On top of that, he's able to fully flesh out the dozen main characters into three-dimensional, fully-developed people that we come to know and care for; we see their strengths and weaknesses, every foible, every nuance of their personalities.

We live with these people -- I call them people because they feel to be more than characters -- we care for them; we relate to them; we begin to see them we can almost hear them talk and breathe.
Tolstoy spends only about half the novel on Anna's story -- the other half is devoted to Levin, a farmer struggling to find God and Meaning in his life and considered to serve as the alter ego of Count Lev "Leo" Nikolayevich Tolstoy himself.

When Tolstoy was writing "Anna" in the 1870s, he was also going through an existential crisis and spiritual awakening, exactly like Levin's. He writes about Levin: "The question was summed up for him thus: 'If I do not accept the answers Christianity gives to the problems of my life, what answers do I accept?'"
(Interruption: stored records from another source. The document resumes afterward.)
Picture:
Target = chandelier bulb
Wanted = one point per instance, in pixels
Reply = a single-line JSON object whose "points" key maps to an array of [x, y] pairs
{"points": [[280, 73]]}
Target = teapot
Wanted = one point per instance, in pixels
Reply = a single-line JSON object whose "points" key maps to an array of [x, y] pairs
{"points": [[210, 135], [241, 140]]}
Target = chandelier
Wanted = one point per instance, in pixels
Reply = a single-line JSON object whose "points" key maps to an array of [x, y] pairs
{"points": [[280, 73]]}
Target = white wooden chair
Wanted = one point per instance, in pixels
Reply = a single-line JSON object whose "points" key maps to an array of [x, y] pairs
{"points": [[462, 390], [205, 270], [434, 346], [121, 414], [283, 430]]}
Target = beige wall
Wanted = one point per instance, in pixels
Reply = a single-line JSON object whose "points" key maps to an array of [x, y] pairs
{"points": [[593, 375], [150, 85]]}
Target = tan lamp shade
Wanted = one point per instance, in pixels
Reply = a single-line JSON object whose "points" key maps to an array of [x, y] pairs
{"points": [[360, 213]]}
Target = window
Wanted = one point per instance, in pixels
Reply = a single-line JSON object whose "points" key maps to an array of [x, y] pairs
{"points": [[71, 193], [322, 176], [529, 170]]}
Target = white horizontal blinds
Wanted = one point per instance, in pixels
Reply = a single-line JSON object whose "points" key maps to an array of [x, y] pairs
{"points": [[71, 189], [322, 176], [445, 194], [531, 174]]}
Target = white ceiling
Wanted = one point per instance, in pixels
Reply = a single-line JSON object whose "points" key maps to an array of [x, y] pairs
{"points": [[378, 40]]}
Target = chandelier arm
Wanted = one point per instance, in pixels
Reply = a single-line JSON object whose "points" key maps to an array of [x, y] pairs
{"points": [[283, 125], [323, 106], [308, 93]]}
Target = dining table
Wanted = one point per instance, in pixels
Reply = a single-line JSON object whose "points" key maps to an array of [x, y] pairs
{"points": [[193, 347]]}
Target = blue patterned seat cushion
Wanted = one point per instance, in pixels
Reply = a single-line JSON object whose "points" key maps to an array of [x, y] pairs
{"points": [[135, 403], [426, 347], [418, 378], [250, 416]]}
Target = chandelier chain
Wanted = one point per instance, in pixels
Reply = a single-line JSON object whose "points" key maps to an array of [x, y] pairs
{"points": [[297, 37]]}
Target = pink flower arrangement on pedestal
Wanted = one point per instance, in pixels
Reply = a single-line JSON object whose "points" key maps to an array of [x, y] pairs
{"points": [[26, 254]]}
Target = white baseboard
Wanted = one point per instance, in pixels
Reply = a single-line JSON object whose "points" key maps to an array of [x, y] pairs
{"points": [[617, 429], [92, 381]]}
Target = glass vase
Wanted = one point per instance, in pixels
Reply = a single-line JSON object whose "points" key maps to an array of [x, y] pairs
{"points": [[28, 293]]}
There is a profound quote for almost any topic; as I read, my pen flew, underlining everywhere.
Even if you haven't read the book, you've almost certainly heard its famous first line: "All happy families are alike; each unhappy family is unhappy in its own way."
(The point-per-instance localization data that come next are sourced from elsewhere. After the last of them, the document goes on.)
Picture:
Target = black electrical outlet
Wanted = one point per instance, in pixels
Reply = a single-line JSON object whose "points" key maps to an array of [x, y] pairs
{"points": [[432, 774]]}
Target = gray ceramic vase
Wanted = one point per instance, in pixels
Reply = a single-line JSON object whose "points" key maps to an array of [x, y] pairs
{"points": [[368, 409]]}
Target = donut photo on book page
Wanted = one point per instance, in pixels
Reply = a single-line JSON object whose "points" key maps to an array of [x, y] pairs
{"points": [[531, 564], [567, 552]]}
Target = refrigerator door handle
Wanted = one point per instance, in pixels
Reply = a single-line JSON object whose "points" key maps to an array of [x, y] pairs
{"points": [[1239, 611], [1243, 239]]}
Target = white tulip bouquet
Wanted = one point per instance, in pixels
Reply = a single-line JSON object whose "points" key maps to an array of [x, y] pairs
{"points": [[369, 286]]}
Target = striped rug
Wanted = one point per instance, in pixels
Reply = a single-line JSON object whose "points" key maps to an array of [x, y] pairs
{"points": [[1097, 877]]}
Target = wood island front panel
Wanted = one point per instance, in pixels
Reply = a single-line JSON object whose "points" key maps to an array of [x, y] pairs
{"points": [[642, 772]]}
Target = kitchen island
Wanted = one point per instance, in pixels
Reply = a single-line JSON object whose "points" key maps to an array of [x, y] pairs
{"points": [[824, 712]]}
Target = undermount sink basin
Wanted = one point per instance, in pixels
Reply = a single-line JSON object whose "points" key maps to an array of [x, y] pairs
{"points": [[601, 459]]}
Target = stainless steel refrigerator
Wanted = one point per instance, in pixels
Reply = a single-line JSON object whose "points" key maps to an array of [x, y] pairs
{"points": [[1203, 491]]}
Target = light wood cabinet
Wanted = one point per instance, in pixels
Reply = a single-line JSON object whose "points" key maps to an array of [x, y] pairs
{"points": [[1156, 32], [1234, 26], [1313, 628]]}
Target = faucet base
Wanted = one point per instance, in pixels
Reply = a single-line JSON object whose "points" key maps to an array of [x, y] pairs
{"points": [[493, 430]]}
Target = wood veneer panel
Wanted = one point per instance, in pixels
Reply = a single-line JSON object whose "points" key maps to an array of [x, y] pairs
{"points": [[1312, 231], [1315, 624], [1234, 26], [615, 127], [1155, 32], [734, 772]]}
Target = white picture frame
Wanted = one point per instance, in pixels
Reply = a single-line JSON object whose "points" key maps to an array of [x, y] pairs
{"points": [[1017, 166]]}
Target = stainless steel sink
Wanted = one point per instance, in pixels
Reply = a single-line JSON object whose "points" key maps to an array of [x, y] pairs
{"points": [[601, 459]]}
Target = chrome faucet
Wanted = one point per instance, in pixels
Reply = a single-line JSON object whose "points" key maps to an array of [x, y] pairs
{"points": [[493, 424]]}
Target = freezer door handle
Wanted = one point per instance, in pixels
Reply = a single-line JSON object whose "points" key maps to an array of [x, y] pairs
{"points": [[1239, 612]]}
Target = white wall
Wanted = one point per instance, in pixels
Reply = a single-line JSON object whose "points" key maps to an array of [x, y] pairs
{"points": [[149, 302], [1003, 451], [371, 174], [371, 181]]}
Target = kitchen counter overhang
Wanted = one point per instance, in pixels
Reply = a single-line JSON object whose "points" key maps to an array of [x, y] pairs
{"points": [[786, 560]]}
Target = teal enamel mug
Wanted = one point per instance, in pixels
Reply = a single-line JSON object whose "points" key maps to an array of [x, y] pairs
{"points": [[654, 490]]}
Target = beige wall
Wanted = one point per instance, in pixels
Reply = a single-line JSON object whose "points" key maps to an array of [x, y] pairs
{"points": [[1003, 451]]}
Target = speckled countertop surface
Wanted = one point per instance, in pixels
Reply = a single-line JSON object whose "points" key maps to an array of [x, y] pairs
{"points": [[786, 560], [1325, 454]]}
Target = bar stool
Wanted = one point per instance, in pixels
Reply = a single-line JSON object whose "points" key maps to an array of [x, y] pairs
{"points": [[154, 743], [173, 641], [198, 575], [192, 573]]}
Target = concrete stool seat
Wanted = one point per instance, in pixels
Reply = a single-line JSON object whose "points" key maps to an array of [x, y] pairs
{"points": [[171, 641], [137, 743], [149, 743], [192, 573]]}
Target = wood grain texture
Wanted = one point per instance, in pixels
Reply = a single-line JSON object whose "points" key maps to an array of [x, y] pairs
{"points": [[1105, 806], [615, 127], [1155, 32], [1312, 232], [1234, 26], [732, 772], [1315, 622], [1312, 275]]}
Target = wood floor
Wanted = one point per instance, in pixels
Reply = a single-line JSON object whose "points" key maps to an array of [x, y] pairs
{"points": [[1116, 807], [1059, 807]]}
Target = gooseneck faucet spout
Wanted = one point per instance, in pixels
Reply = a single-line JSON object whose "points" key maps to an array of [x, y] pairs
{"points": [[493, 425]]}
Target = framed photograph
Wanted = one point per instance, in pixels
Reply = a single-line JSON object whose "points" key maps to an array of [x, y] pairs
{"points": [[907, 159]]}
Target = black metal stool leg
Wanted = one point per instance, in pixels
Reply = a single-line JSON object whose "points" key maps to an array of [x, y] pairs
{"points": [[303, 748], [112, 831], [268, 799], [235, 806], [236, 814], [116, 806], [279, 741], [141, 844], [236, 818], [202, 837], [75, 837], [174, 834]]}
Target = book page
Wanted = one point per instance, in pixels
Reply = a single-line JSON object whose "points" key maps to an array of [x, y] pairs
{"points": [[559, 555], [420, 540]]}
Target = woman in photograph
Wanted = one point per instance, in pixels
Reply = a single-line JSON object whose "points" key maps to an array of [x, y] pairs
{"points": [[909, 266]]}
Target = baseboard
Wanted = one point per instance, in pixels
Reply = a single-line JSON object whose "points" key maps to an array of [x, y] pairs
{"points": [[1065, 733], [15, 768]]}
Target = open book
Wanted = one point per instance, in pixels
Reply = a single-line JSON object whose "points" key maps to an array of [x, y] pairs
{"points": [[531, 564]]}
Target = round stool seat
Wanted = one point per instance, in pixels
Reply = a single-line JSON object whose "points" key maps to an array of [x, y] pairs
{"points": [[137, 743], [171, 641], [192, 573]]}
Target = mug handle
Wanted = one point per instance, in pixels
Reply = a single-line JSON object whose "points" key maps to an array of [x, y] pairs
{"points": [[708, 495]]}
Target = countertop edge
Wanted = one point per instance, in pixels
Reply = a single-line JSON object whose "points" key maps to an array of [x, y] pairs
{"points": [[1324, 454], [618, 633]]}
I'll share here a few of my underlined passages:

"He stepped down, avoiding any long look at her as one avoids long looks at the sun, but seeing her as one sees the sun, without looking." "These joys were so trifling as to be as imperceptible as grains of gold among the sand, and in moments of depression she saw nothing but the sand; yet there were brighter moments when she felt nothing but joy, saw nothing but the gold." "I'm like a starving man who has been given food. Maybe he's cold, and his clothes are torn, and he's ashamed, but he's not unhappy."

And my favorite:

"It all happened at the same time: a little boy ran over to a pigeon, glancing over at Levin with a smile; the pigeon flapped its wings and fluttered, gleaming in the sunshine among the snowdust quivering in the air, while the smell of freshly baked bread was wafted out of a little window as the loaves were put out. All this together was so extraordinarily wonderful that Levin burst out laughing and crying for joy."

A version of this story ran in my BookLovers column.